We are bringing the unique manufacturing technology in the pharmaceutical industry of Pakistan that is BFS
technology. In which the whole process (blowing, filling and sealing) is carried out in a single cycle under
sterile filling chamber where no human interaction takes place. This technology is stated as an advantaged
filling process by U.S. FDA.
8. How combination therapy is better than monotherapy?

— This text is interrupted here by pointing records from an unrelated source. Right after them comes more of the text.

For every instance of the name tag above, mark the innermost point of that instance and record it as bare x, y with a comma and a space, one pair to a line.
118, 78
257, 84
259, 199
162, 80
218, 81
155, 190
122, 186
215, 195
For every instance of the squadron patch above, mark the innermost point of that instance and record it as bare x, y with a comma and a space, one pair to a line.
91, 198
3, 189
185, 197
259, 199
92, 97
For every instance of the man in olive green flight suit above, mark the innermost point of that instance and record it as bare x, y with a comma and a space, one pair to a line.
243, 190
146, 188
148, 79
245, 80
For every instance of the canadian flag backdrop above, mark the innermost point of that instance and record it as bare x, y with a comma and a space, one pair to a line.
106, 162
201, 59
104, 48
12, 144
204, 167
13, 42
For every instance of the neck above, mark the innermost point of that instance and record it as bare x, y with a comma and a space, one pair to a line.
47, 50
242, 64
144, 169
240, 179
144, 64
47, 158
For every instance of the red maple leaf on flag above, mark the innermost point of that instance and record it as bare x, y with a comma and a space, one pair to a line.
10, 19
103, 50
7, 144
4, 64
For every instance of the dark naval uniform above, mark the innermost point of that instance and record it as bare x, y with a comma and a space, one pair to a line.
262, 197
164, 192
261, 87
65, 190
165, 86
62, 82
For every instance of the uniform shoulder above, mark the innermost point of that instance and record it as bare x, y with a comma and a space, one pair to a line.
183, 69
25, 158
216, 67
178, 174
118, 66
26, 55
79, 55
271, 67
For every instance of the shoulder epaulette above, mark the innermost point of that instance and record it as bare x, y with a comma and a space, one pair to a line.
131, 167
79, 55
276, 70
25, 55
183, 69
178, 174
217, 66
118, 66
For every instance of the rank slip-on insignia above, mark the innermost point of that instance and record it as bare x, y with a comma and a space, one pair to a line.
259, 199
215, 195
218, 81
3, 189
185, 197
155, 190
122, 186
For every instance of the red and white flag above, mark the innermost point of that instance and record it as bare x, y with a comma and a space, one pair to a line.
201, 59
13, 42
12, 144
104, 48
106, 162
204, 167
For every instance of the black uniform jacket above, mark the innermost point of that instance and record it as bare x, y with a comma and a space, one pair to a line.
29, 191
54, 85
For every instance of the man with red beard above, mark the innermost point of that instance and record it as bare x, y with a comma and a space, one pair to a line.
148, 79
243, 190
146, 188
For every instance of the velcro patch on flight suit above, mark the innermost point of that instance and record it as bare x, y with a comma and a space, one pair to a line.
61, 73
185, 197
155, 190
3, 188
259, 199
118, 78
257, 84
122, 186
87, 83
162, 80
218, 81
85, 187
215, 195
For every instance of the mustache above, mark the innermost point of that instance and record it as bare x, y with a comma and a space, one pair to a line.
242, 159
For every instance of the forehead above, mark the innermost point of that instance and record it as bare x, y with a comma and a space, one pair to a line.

Combination therapy provides greater bronchodilation by acting on both proximal and distal airways of lungs
and hence provides the total lung coverage.
9. What is the dose of COMBIHALE?
COMBIHALE is a DUAL ACTION combination nebulization solution of Ipratropium bromide 0.5 mg
(anticholinergic) and Salbutamol 2.5 mg (beta-receptor agonist) available in respules of 2.5 ml, packs of 5s. It
is manufactured by BFS technology, an advantaged filling process as stated by US FDA.
10. What is the paeds dose for ipratropium?
Neonates: 25 mcg/kg/dose 3 times daily
Children: 0.25 to 0.5 mg every 6 to 8 hours.
FAQ’s 103
11. What is the paeds dose for salbutamol (mg/kg)?
Infants & Children <5 years: 0.63 to 2.5 mg every 4 to 6 hours.
Children ≥5 years & Adolescents: 1.25 to 5 mg every 4 to 8 hours.
12. What is the price difference between your product and others available in same dosage forms (i.e nebulizers)?
- Atem (Ipratropium Bromide ONLY) having the price of 300 rs and available in pack of 5 UNIT DOSE VIALS of
2 ml
- Ventolin Respirator (Salbutamol ONLY) having the price of 35 rs and available in 20 ml MULTI DOSE bottle
- COMBIHALE (Ipratropium Bromide and Salbutamol BOTH) having the price of ONLY 300 rs and available in
pack of 5 UNIT DOSE VIALS of 2.5 ml
13. How does your product being preservative-free is beneficial to the patients ?
Our preservative free products increase the efficacy and limit the chances of side effects like paradoxical
bronchoconstriction in patients using products (Ventolin) containing benzalkonium chloride as a preservative.
14. VENTOLIN contain preservatives (BAC and EDTA)?
Ventolin contains Benzalkonium Chloride (BAC) as a preservative and it causes paradoxical bronchoconstriction
in asthmatic patients.
FAQ’s 103

15. What is the difference between paradoxical bronchoconstriction and rebound congestion?
- Paradoxical bronchoconstriction is defined as the rapid onset of unexpected bronchospasm occurring
shortly after the administration of a medicine
- Rebound congestion is a constant nasal stuffiness (congestion) that develops from the overuse of nasal
sprays or drops or gels that contain a decongestant medicine
16. What is the mode of action of COMBIHALE and how it different from VENTOLIN?
- Combihale is a combination product containing two bronchodilators which are Ipratropium Bromide
(anticholinergics), acting on M3 receptors in the proximal airways and Salbutamol (beta agonist), acting on
beta-2 receptors in the distal airways. Hence provides greater bronchodilation by total lung coverage
- Ventolin contains Salbutamol ONLY which acts in the distal airways.